FIVE NIGHTS AT FREDDY'S 2 | ©2025 Universal

FIVE NIGHTS AT FREDDY’S 2 | ©2025 Universal

Rating: PG-13
Stars: Josh Hutcherson, Elizabeth Lail, Piper Rubio, Matthew Lillard, Audrey Lynn Marie, Skeet Ulrich, Mckenna Grace, David Andrew Calvillo, Teo Briones, Wayne Knight, Freddy Carter
Writer: Scott Cawthon, based on the video game FIVE NIGHTS AT FREDDY’S by Scott Cawthon
Director: Emma Tammi
Distributor: Universal Pictures
Release Date: December 5, 2025

FIVE NIGHTS AT FREDDY’S 2 is a follow-up to 2023’s FIVE NIGHTS AT FREDDY’S, based on the popular videogame created by Scott Cawthon. Both films are directed by Emma Tammi. Cawthon was one of the writers on the first movie; here he’s the sole scripter.

The opening good news is that FIVE NIGHTS AT FREDDY’S 2 is an improvement on the original. It has creepier imagery, more solid scares, and a somewhat easier to follow plot, even if some of the internal mythology is still on the “wait, what?” side.

A prologue set in 1982 introduces us intentionally to a slightly different version of the family-friendly Freddy Fazbear’s Pizza Restaurant, which has more attractions than the one we remember from the first film. The giant animatronic characters of Freddy Fazbear, Chica Chicken, Bonnie Bunny and Foxy Fox are back. Added to their company is the Mannequin, an ominous feminine figure who rises from the center of the floor to “conduct” the others.

Young Charlotte (Audrey Lynn Marie) saves a little boy from evil roboticist/warlock William Afton (Matthew Lillard) at the cost of her own life.

Twenty years later, former Freddy’s security guard Mike (Josh Hutcherson) is still protective of his now-eleven-year-old sister Abby (Piper Rubio), who almost got killed in the first movie. Abby misses her animatronic friends from Freddy’s. Mike keeps lying and saying he’s going to fix them.

Here is where we get to the first sizable hiccup. Viewers of the original FIVE NIGHTS AT FREDDY’S may feel that Abby didn’t get to spend long enough with the souls of the children who turned out to be inhabiting the animatronic creatures to miss them this much. Moreover, they spent a fair amount of time trying to murder her and Mike, and when they finally got over that, it seemed like they were exorcised from the animatronics. So, why does Abby pine over them and/or suppose they’re still at the long-closed-down establishment?

FIVE NIGHTS AT FREDDY’S 2 seems to hope that audiences for its predecessor won’t wonder about this overmuch, and that newcomers just hop on board with what’s happening now.

Story-wise, ten months have passed since the main events (sans flashbacks) of the previous movie.
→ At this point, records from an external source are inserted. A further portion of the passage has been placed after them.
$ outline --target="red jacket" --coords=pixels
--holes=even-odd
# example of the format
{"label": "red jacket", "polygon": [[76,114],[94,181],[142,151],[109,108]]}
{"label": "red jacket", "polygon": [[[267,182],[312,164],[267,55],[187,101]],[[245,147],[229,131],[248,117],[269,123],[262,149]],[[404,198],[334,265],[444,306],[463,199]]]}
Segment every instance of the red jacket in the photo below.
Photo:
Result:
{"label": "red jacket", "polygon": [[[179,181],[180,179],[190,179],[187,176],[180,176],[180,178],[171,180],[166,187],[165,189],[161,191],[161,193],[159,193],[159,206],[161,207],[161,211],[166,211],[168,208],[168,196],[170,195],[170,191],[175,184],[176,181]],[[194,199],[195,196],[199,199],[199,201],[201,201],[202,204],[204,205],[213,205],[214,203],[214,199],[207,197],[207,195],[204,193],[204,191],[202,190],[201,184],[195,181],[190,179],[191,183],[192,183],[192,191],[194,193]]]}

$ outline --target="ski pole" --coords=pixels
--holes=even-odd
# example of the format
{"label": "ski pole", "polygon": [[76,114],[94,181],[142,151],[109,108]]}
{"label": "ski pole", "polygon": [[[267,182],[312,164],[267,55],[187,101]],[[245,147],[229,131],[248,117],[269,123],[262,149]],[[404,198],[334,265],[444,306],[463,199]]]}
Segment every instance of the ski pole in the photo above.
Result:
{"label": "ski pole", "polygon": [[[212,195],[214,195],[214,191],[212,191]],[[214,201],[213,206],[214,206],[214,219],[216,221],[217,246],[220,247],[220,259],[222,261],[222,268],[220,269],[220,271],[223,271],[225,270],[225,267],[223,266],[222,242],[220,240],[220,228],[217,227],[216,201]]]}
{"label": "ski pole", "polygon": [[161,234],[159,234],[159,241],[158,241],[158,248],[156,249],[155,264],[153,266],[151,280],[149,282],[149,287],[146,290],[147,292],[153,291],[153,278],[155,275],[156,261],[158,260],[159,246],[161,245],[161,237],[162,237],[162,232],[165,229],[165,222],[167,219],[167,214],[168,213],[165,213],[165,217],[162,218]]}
Mike and Abby are both more or less adjusting, although Abby would like her school friends to believe what she tells them about her experiences.

Former police officer Vanessa (Elizabeth Lail), the late Afton’s daughter, is having a tougher time of it. She’s having nightmares about her father and his creations. Vanessa and Mike want to support each other emotionally, and there may be romance brewing between them, but she remains easily unnerved.

The filmmakers give us a capsulized classic segment with three young would-be documentarians (Mckenna Grace, David Andrew Calvillo, Teo Briones) wandering around where they shouldn’t.

In addition to setting up how things are going to go in the main narrative, we appreciate this mini-film’s quick pacing, inventive bloodshed and effective jumps packed into a tidy timeframe.

These virtues continue throughout FIVE NIGHTS AT FREDDY’S 2. The possibilities are expanded exponentially, allowing for more types of menace. The links between machinery and the supernatural remain blurry, but the rules are easier to discern.

The returning cast are all good, with Rubio alternately plucky, intrepid and terrified. Marie covers a wide range of behavior well, and Wayne Knight scores up as an unpleasant schoolteacher.

Even without its post-credits scene, FIVE NIGHTS AT FREDDY’S 2 couldn’t be clearer about its intentions to proceed onto FIVE NIGHTS AT FREDDY’S 3. There are ominous warnings and wholly untied plot threads at the conclusion.

But FIVE NIGHTS AT FREDDY’S 2 stands up well enough on its own, providing fun holiday horror with creepy/funny sight gags and a method to its madness.